16:  It's a little founded on something that once happened to me when I was
17:  a child, & you'll understand why that little story of her's touched me
18:  so much. I was always praying when I was a small child to find a white
19:  baby. I hope you are having a very good time in my beloved Germany.
20: 
21:  I have left Gt Ormond St, & taken a tiny cottage here where I live
22:  quite by myself without a servant. It is a lovely place with a big
23:  common. I wonder whether perhaps, when you come back you might,
24:  perhaps, come to Harpenden; it's only twenty-five miles from London, &
25:  one can so easily drive out? It would be very delightful to have a
26:  walk with you on the common, much nicer than to see you in London.
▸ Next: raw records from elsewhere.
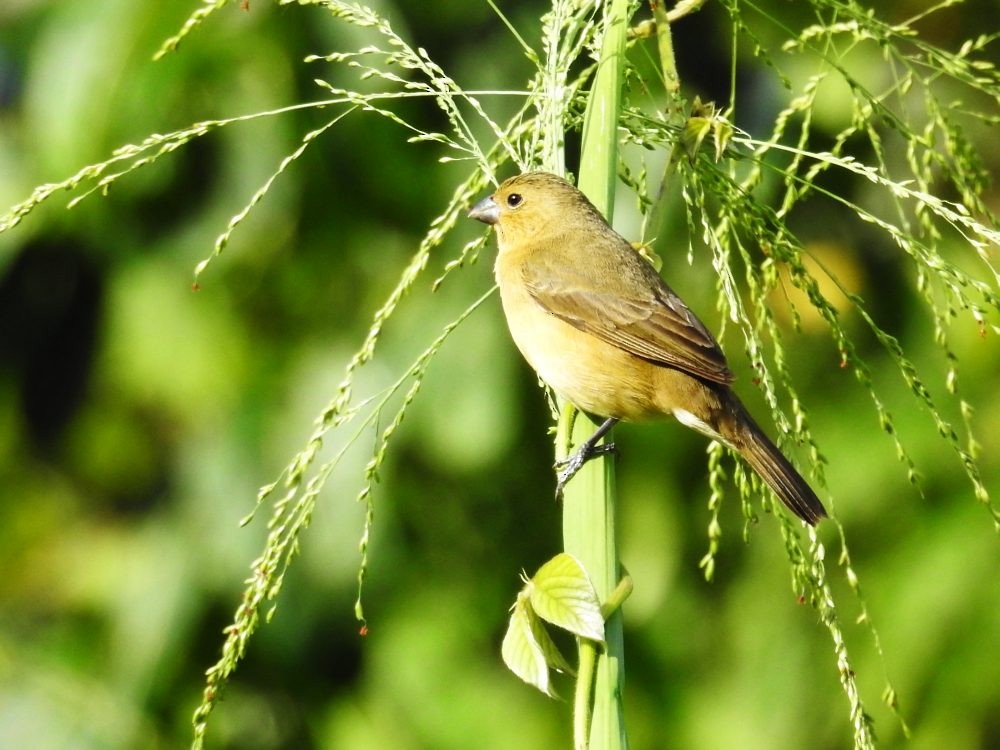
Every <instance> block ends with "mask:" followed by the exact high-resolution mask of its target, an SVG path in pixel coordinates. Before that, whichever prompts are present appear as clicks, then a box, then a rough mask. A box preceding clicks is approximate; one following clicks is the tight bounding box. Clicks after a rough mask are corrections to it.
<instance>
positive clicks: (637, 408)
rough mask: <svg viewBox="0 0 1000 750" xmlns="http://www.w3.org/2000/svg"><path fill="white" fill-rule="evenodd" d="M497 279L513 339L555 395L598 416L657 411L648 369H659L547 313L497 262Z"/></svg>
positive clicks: (657, 412)
mask: <svg viewBox="0 0 1000 750" xmlns="http://www.w3.org/2000/svg"><path fill="white" fill-rule="evenodd" d="M507 271H511V273H510V274H508V273H507ZM497 281H498V283H499V286H500V299H501V301H502V303H503V309H504V314H505V315H506V317H507V325H508V327H509V328H510V333H511V336H512V338H513V339H514V343H515V344H516V345H517V348H518V349H519V350H520V351H521V354H522V355H524V358H525V359H526V360H527V361H528V364H530V365H531V366H532V368H534V370H535V371H536V372H537V373H538V375H539V377H541V379H542V380H543V381H545V383H546V384H547V385H549V386H550V387H551V388H552V389H553V390H554V391H555V392H556V393H558V394H559V395H560V396H562V397H564V398H566V399H568V400H569V401H570V402H571V403H572V404H573V405H574V406H576V407H578V408H580V409H583V410H585V411H588V412H590V413H592V414H595V415H598V416H601V417H616V418H618V419H625V420H636V419H642V418H644V417H648V416H653V415H654V414H657V413H660V412H661V410H660V409H659V408H658V407H657V404H656V395H655V383H654V381H655V379H656V378H655V376H654V374H653V373H652V370H657V369H659V368H657V367H656V366H655V365H653V364H651V363H649V362H647V361H645V360H642V359H639V358H638V357H635V356H633V355H631V354H629V353H627V352H625V351H624V350H622V349H619V348H618V347H616V346H613V345H611V344H608V343H606V342H604V341H602V340H600V339H598V338H596V337H595V336H592V335H590V334H588V333H584V332H583V331H580V330H578V329H577V328H574V327H573V326H572V325H570V324H569V323H566V322H565V321H563V320H560V319H559V318H557V317H556V316H554V315H552V314H551V313H549V312H547V311H546V310H545V309H544V308H543V307H542V306H541V305H540V304H539V303H538V302H537V301H535V299H534V298H533V297H532V296H531V295H530V293H529V292H528V291H527V289H526V288H525V286H524V284H523V283H521V282H520V280H519V279H518V277H517V275H516V270H514V269H504V268H503V267H502V265H501V264H500V263H498V265H497Z"/></svg>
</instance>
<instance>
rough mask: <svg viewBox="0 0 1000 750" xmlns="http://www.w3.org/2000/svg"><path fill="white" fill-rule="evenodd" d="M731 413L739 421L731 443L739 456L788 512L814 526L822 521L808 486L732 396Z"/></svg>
mask: <svg viewBox="0 0 1000 750" xmlns="http://www.w3.org/2000/svg"><path fill="white" fill-rule="evenodd" d="M733 401H736V403H735V404H734V411H736V412H737V413H739V415H740V416H741V417H742V419H738V420H737V422H738V423H739V427H738V428H737V430H736V431H737V435H734V436H733V437H734V438H735V439H733V440H732V442H733V444H734V446H735V447H736V448H737V449H738V450H739V452H740V455H742V456H743V458H744V459H745V460H746V462H747V463H748V464H750V468H752V469H753V470H754V471H755V472H757V474H759V475H760V477H761V479H763V480H764V481H765V482H767V485H768V486H769V487H770V488H771V489H772V490H774V494H776V495H777V496H778V497H779V498H780V499H781V502H783V503H784V504H785V505H787V506H788V509H789V510H791V511H792V513H794V514H795V515H797V516H798V517H799V518H801V519H802V520H803V521H805V522H806V523H808V524H810V525H812V526H815V525H816V524H817V523H818V522H819V521H820V520H822V519H824V518H826V509H825V508H824V507H823V503H821V502H820V500H819V498H818V497H816V493H815V492H813V490H812V487H810V486H809V483H808V482H806V480H805V479H803V478H802V475H801V474H799V472H798V471H796V470H795V467H794V466H792V464H791V463H790V462H789V461H788V459H787V458H785V457H784V455H782V453H781V451H780V450H778V447H777V446H776V445H775V444H774V443H773V442H771V439H770V438H769V437H768V436H767V435H766V434H765V433H764V431H763V430H762V429H761V428H760V427H759V426H758V425H757V423H756V422H754V421H753V418H752V417H751V416H750V415H749V414H748V413H747V411H746V409H744V408H743V405H742V404H741V403H739V402H738V401H737V400H736V398H735V397H733Z"/></svg>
27:  I've not read Robert Ellesmere but intended to before & certainly
28:  shall now.
29: 
30:  Do you know the name of the clergyman you mentioned? I almost think I
31:  shall go to hear him!! I've not been in a Protestant church since I
32:  was fifteen. I couldn't go at the Cape because I should have gained so
33:  much by going. Where does Mr MacColl preach also? I should like to
34:  hear him.
35: 
36:  Please let me know when you come back to England. I shall be here all
37:  the summer. It's so delightful & wild. I don't know a soul here. I
38:  can't realize London is only 25 miles off.
39: 
40:  I have posted the letter.
41: 
42:  Yours sincerely
43:  Olive Schreiner
44: 


Notation
The 'story I once made' is the Prelude to From Man to Man. The book referred to is: Mrs Humphrey Ward (1888) Robert Elsmere Leipzig: n.p.